Гермоген рассмеялся.

— Какой мерзавец научил тебя этой белиберде? Знаешь ли ты, что значит “гадалкавар” на александрийском диалекте? “Я — осел!” Этот тип хотел над тобой посмеяться, это уж точно.

Яростный гнев обуял юношу, поднимаясь от ступней до самой головы.

— Я вернусь туда и проломлю ему череп!

— Успокойся, он просто пошутил. И к тому же мы сейчас очень далеко от Александрии и от твоего шутника. Лучше пойдем и попытаемся встретить какую-нибудь живую душу.

Базофон всю дорогу ворчал. Он даже забыл о том, что Гермоген пообещал поделиться с ним своей колдовской силой. Со своей стороны, ученик Гермеса очень заинтересовался палкой Иосифа и решил выменять ее с помощью какого-нибудь трюка, как только юноша немного успокоится. А между тем, пока они шагали, он, чтобы отвлечь внимание Базофона, начал рассказывать ему о своих похождениях.

— Прежде чем стать человеком, которого ты сейчас видишь, я прошел через многочисленные воплощения, такие длительные и такие необычные, что я не могу сейчас тебе обо всех рассказать. Что ты предпочитаешь? Поведать тебе, как я был лягушкой, или лесной совой, или верблюдом, или орлом? Я был стрекозой и быком, клещом и слоном.
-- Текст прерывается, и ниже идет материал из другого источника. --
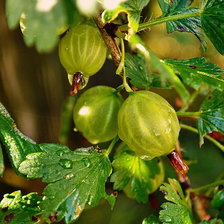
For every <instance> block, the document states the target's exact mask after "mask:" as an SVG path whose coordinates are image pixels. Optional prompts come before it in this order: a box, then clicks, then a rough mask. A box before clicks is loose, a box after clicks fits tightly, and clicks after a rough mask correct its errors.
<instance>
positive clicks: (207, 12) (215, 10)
mask: <svg viewBox="0 0 224 224" xmlns="http://www.w3.org/2000/svg"><path fill="white" fill-rule="evenodd" d="M205 2H206V4H205V6H204V8H203V9H202V10H203V11H202V13H201V24H202V28H203V30H204V32H205V34H206V35H207V36H208V38H209V39H210V40H211V42H212V43H213V45H214V46H215V48H216V49H217V50H218V51H219V53H220V54H224V48H223V46H224V38H223V36H224V13H223V8H224V0H219V1H217V0H210V1H205Z"/></svg>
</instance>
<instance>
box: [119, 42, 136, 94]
mask: <svg viewBox="0 0 224 224" xmlns="http://www.w3.org/2000/svg"><path fill="white" fill-rule="evenodd" d="M121 52H122V56H121V62H120V64H119V66H118V68H117V70H116V74H117V75H120V74H123V86H124V88H125V90H126V91H127V92H133V90H132V89H131V87H130V86H129V85H128V83H127V76H126V72H125V64H124V60H125V47H124V40H123V39H121Z"/></svg>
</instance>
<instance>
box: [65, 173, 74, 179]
mask: <svg viewBox="0 0 224 224" xmlns="http://www.w3.org/2000/svg"><path fill="white" fill-rule="evenodd" d="M72 177H74V174H72V173H71V174H68V175H66V177H65V179H70V178H72Z"/></svg>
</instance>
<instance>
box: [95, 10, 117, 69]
mask: <svg viewBox="0 0 224 224" xmlns="http://www.w3.org/2000/svg"><path fill="white" fill-rule="evenodd" d="M94 20H95V23H96V25H97V26H98V28H99V30H100V32H101V35H102V37H103V40H104V42H105V44H106V45H107V47H108V49H109V51H110V53H111V56H112V59H113V61H114V63H115V65H117V66H118V65H119V64H120V61H121V51H120V48H119V47H118V45H117V43H116V41H115V39H114V38H113V37H112V36H111V35H110V34H109V33H108V32H107V30H106V29H105V24H104V23H103V21H102V19H101V14H98V15H96V16H95V18H94Z"/></svg>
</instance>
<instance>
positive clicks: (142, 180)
mask: <svg viewBox="0 0 224 224" xmlns="http://www.w3.org/2000/svg"><path fill="white" fill-rule="evenodd" d="M122 154H123V155H126V154H128V155H129V157H130V158H134V159H132V161H133V164H131V166H130V163H127V165H125V164H122V167H126V166H127V170H128V169H130V170H131V171H132V172H133V174H132V175H133V176H134V177H135V178H136V179H138V180H141V179H142V173H144V174H145V172H146V173H148V178H146V179H144V181H145V182H148V185H147V186H148V187H147V193H148V194H152V193H153V192H154V191H156V190H157V189H158V188H159V186H160V185H161V184H162V183H163V181H164V177H165V173H164V167H163V163H162V160H161V159H158V158H154V159H152V160H144V161H142V159H141V158H138V157H136V155H135V153H134V152H133V151H132V150H130V149H129V147H128V146H127V145H126V144H125V143H124V142H122V143H121V144H120V145H119V147H118V148H117V150H116V153H115V158H116V157H118V158H119V157H120V156H122ZM115 161H116V160H115ZM134 164H137V166H139V167H141V169H140V170H139V169H135V165H134ZM140 164H141V165H140ZM113 166H114V169H115V171H116V169H117V168H119V164H116V163H115V162H113ZM155 170H156V171H155ZM153 173H155V175H152V174H153ZM144 177H145V176H144ZM142 181H143V179H142ZM133 187H134V186H133V183H132V182H131V181H129V183H128V184H127V185H126V187H125V188H124V189H123V191H124V193H125V194H126V195H127V196H128V197H129V198H132V199H137V197H136V189H135V188H133Z"/></svg>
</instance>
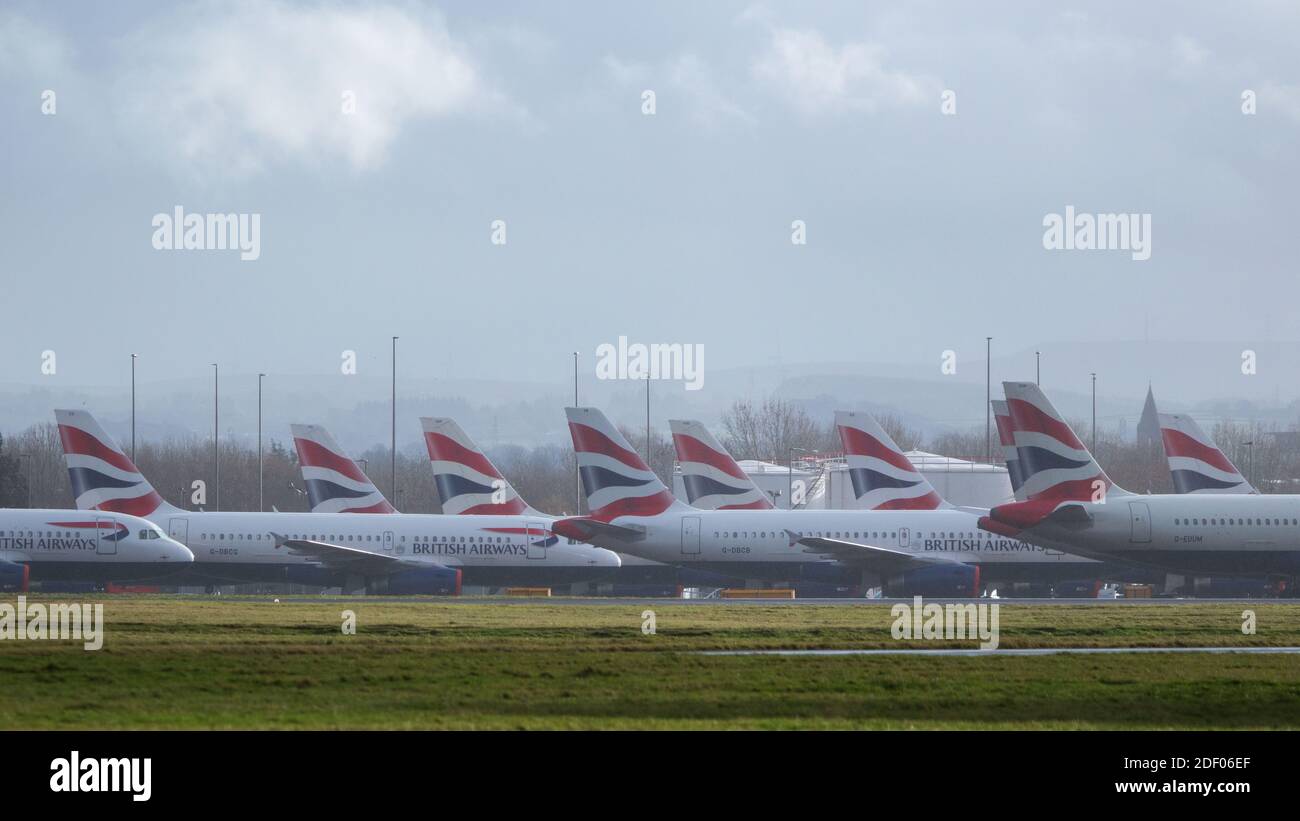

Выбирай любое состояние, и я ничего от тебя не скрою.

— Вот это да! — заметил Базофон.— Неужели, чтобы стать человеком, надобно пройти через такое множество различных воплощений? Мои патриархи ничего мне об этом не говорили.

— Только тайная наука божественного Гермеса, Трижды Великого, позволяет подняться к источнику жизни и вспомнить о своих прошлых сущностях. Итак, что ты выбрал?